Taiwan may be the next country to flirt with Bitcoin at the state level. Legislator Ko Ju-Chun has formally proposed that the Taiwanese government allocate a portion of its national reserves to Bitcoin, citing the cryptocurrency’s potential as a strategic hedge against global financial volatility.
Speaking at the National Conference on May 9, Ko emphasized that Bitcoin—like gold and foreign exchange reserves—could play a meaningful role in fortifying Taiwan’s economic stability. As the island nation grapples with rising inflation, currency fluctuations, and geopolitical headwinds, Ko argued that Bitcoin’s decentralized design and limited supply offer compelling advantages.
His remarks followed a recent meeting with Samson Mow, CEO of Bitcoin infrastructure firm Jan3, who has worked with countries like El Salvador on national-level BTC adoption. Ko’s alignment with Mow’s vision suggests that Taiwan may be closely observing how other nations experiment with Bitcoin as part of sovereign finance strategies.
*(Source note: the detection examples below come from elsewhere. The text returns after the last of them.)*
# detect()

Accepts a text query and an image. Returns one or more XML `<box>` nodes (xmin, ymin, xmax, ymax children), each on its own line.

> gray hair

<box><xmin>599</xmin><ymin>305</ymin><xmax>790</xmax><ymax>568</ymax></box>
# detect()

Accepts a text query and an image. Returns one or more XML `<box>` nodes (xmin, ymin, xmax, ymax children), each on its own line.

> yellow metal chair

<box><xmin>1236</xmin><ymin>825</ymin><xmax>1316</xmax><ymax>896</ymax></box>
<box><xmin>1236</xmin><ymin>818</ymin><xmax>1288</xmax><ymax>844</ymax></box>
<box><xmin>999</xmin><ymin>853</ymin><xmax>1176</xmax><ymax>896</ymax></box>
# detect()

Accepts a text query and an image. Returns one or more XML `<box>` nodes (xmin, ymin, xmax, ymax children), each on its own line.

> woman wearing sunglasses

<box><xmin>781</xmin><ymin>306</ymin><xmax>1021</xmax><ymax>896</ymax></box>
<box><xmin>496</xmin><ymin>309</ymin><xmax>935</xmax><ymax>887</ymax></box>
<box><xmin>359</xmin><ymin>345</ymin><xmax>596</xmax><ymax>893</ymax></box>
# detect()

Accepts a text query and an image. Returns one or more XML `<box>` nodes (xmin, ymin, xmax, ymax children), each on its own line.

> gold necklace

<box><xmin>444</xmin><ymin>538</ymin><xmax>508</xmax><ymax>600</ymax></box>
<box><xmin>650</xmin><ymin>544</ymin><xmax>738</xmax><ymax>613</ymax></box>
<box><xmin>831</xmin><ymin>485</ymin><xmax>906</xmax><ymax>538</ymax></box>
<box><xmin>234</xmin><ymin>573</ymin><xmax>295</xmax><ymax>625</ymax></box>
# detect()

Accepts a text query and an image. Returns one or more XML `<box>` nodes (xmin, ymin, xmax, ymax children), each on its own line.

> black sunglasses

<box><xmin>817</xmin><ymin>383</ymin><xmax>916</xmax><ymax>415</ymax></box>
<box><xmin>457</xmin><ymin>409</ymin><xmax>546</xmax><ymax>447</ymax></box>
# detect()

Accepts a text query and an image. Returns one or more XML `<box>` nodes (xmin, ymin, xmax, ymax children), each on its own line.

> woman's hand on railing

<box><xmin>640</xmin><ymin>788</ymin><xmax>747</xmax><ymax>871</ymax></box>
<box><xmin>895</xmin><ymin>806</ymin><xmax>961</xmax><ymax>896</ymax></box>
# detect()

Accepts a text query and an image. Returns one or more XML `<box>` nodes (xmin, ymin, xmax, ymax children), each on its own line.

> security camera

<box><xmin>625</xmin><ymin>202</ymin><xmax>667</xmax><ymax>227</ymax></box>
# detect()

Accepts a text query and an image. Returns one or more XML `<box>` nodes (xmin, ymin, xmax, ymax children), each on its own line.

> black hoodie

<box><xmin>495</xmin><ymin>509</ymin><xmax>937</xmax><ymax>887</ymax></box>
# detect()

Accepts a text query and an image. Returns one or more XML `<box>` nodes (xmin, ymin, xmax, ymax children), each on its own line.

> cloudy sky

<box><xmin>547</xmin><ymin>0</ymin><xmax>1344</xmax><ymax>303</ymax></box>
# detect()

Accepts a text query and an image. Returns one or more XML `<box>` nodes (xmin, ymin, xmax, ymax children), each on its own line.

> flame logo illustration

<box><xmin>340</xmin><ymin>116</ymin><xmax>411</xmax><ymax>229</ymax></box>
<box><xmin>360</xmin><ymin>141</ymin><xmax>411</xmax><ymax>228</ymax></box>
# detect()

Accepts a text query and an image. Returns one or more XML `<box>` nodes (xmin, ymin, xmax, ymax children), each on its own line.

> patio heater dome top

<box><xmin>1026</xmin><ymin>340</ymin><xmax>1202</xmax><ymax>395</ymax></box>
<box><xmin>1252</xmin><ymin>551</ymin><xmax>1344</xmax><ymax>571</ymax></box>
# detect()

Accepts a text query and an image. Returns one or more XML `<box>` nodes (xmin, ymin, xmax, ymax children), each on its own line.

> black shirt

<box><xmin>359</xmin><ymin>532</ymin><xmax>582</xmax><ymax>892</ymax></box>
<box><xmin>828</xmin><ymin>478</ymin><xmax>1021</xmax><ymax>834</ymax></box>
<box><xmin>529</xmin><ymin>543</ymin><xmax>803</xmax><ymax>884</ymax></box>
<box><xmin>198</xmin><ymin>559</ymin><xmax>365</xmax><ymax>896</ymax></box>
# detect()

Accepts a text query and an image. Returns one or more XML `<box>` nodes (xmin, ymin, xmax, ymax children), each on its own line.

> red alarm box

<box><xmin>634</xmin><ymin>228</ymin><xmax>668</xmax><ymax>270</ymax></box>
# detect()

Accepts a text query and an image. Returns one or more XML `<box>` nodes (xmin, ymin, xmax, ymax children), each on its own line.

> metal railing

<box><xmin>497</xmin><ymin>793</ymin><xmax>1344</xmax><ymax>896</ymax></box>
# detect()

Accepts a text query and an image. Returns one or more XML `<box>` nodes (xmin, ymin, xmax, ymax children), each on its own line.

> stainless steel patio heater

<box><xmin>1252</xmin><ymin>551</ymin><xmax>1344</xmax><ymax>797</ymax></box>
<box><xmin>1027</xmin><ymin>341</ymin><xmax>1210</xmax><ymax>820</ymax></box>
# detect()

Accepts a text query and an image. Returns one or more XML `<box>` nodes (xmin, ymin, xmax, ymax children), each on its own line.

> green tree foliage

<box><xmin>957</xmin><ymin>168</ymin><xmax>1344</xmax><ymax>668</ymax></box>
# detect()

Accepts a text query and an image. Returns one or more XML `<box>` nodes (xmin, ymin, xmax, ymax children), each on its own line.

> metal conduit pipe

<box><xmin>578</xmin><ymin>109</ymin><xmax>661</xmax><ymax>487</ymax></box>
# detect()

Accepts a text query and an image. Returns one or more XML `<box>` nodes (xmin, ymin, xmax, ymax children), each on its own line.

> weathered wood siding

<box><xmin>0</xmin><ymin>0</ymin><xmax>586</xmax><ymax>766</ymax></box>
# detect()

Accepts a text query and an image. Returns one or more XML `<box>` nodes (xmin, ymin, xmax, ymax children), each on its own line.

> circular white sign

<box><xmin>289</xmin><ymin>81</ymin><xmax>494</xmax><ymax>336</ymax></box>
While no formal motion has yet been introduced, Ko floated the idea of assigning up to 5% of Taiwan’s foreign reserves to Bitcoin. With over $577 billion in foreign reserves and 423 metric tons of gold, even a small BTC allocation would represent a meaningful policy shift—and could send a strong signal to regional economies and global investors.
Ko Points to Currency Volatility, Geopolitical Risk in Bitcoin Push
Ko Ju-Chun underscored Taiwan’s economic vulnerabilities as he made the case for integrating Bitcoin into the nation’s reserves. Speaking at the National Conference, he emphasized Taiwan’s exposure to global market volatility and rising geopolitical tensions—factors that have led to sharp swings in the New Taiwan dollar.
“We currently have a gold reserve of 423 metric tons, and our foreign exchange reserves amount to $577 billion, including investments in U.S. Treasury bonds,” Ko noted.
But amid escalating uncertainty in the Asia-Pacific region and the growing risk of currency instability, Ko warned that Taiwan may not be able to fully safeguard the value and liquidity of its traditional reserves in times of crisis. Against this backdrop, he positioned Bitcoin as a modern complement—offering resilience through decentralized infrastructure, provable scarcity, and global liquidity.
For Ko, the proposal isn’t about replacing traditional assets, but about future-proofing Taiwan’s financial strategy by diversifying into emerging stores of value.
Ko Calls for Balanced Bitcoin Approach
While advocating for Bitcoin’s inclusion in Taiwan’s sovereign reserves, Ko Ju-Chun emphasized that the proposal is not a wholesale pivot toward crypto. Rather, it’s a call for balanced diversification.
Addressing the growing interest in Bitcoin among governments worldwide, Ko cautioned against viewing the asset as a “silver bullet” for economic instability. He proposed a modest allocation—up to 5%—of Taiwan’s reserve strategy to Bitcoin, complementing existing holdings in gold, fiat currencies, and bonds.
The aim, Ko explained, is to use Bitcoin as a strategic hedge and additional risk-buffer, especially during periods of global financial instability.
“When exchange rate risk and regional uncertainty increase, it is time to introduce new tools to construct a more flexible financial strategy framework,” he said.
His remarks come amid Taiwan’s broader exploration of digital finance. The Financial Supervisory Commission has begun testing crypto custody services with institutional partners—a marked departure from mainland China’s ongoing crackdown on crypto since its sweeping bans in 2021.
Quick Facts
- Taiwanese lawmaker Ko Ju-Chun has proposed allocating up to 5% of national reserves to Bitcoin.
- Taiwan holds over $577 billion in foreign reserves and 423 metric tons of gold.
- The proposal follows Ko’s meeting with Jan3 CEO Samson Mow, a key advocate for national Bitcoin adoption.
- Taiwan is expanding its digital finance capabilities, including institutional crypto custody testing.